A advogada Christine Rondon atendeu o telefonema da reportagem com uma voz sonolenta, mas tranquila. Mãe dos gêmeos Theo e Heitor, com pouco mais de um mês de vida, ela passou a noite em claro cuidando dos bebês.
A vida de Christine poderia ser muito mais cansativa se o companheiro dela, o funcionário público Leônidas Cavalcante, não estivesse acompanhando a rotina da família. Em decisão inédita, ele conseguiu, na Justiça, o direito a uma licença-paternidade de seis meses.
A liminar foi expedida pelo juiz Roberto Coutinho Borba, do Juizado Especial da Fazenda Pública da cidade de Alvorada, no Rio Grande do Sul. Mesmo internada antes do parto e diagnosticada com pré-eclâmpsia, que é o aumento da pressão arterial durante a gestação, Christine foi a própria advogada da causa.
Ela comenta que a decisão cria jurisprudência para outros casos de pais de gêmeos que entrarem na Justiça pedindo a equiparação das licenças paternidade e maternidade.
“O que eu acho que deve acontecer, e espero que aconteça, é que as pessoas, a partir da divulgação dessa ação, comecem a ajuizar suas ações, que o Poder Judiciário comece a consolidar esse entendimento e que isso forme um movimento que pressione o Legislativo a criar uma matéria. A gente já está caminhando em tantos pontos para a igualdade entre homens e mulheres, acho que esse é um dos pontos mais relevantes”, opinou.
Em abril deste ano, a senadora Vanessa Grazziotin (PCdoB-AM) apresentou a Proposta de Emenda Constitucional (PEC) 16/2017, que prevê o compartilhamento da licença-maternidade entre pai e mãe, com a divisão dos dias de afastamento.
A PEC está sendo analisada pela Comissão de Constituição, Justiça e Cidadania do Senado. Atualmente, no Brasil, as mulheres têm direito a 120 dias de licença-maternidade e os pais, a cinco dias.
Lucia Midori Kajino, advogada trabalhista e integrante da Rede Feminista de Juristas, concorda que o caso de Christine e Leônidas é um passo importante para uma mudança na legislação brasileira.
“Quando você tem uma licença paternidade de alguns dias e a maternidade de meses, você praticamente reconhece o machismo, dizendo que cabe à mulher o trabalho e [que ela] não precisa de ajuda. Então, esse tipo de decisão é favorável para os movimentos feministas, não só porque o pai também é responsável pelos filhos, mas por uma questão de igualdade de oportunidade.
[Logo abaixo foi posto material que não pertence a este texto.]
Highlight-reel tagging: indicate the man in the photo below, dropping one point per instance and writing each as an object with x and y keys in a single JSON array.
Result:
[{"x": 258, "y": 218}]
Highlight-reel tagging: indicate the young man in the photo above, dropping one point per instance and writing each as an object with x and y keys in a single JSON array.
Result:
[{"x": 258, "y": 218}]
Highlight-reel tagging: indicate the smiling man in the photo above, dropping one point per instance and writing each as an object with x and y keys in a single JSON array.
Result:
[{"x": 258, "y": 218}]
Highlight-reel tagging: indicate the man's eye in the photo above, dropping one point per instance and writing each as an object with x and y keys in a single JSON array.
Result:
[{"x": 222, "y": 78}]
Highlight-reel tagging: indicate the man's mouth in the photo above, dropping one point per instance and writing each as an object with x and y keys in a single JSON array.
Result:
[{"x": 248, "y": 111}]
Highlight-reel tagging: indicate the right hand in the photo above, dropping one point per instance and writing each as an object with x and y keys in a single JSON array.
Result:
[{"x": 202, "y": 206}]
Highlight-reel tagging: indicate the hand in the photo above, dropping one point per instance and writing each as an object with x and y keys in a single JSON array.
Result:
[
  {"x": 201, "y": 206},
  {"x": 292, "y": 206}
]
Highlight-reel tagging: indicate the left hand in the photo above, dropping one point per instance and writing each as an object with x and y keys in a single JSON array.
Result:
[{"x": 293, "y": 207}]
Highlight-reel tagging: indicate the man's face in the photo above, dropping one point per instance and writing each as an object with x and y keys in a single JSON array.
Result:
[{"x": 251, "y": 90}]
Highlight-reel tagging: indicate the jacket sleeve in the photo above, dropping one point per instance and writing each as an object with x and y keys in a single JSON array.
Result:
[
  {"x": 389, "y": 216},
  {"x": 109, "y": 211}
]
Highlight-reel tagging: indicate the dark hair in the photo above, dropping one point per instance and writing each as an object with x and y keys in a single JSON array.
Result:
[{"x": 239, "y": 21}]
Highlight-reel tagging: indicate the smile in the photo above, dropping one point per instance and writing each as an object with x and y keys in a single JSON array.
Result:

Porque nossa legislação dá a sensação que o pai vai ter que trabalhar e prover para a casa, e que a mulher só complementa a renda”, destacou.
Segundo Christine, a ideia de ajuizar a ação surgiu diante do desespero de se encontrar em uma gravidez de risco, com a possibilidade de seus filhos receberem alta hospitalar antes de ela própria ser liberada. Somado a isso, ainda havia a certeza de que seu companheiro teria apenas 15 dias de licença.
A advogada conta que começou a pesquisar sobre o assunto e encontrou um precedente de abril deste ano, quando pais de gêmeos conquistaram a extensão da licença-paternidade em Santa Catarina. Christine ressalta que a decisão mudou a qualidade de vida de sua família:
“Tem muitas mulheres guerreiras que ‘estão se virando nos 30’. Mas sem a decisão, com certeza não daria para criarmos os bebês com a mesma qualidade e proporcionando o desenvolvimento psicológico emocional que estamos proporcionando. Isso para mim também”, afirmou.
Leônidas, o pai dos gêmeos, conta que estava bastante preocupado antes do resultado da ação: “Agora, além de estar aliviado de não ter que me ausentar, poder dividir isso com ela, estou muito feliz por poder acompanhar essa fase tão importante e cheia de mudanças. É claro que, no momento, essa jurisprudência se aplica mais para gêmeos, mas é um primeiro passo para, no futuro, se prestar a atenção nisso, se demandar o direito de ter essa oportunidade de estar presente sempre na criação dos filhos, tanto quanto a mãe”, disse.
Atualmente, segundo dados da Organização para a Cooperação de Desenvolvimento Econômico (OCDE), 70 países oferecem a licença-paternidade remunerada, que dura, em média, oito semanas. Os afastamentos mais longos são concedidos no Japão, onde os pais têm direito a 50 semanas de licença, ganhando 58% do salário, a Coreia do Sul (52 semanas com 32% do salário), e Noruega (10 semanas com salário integral).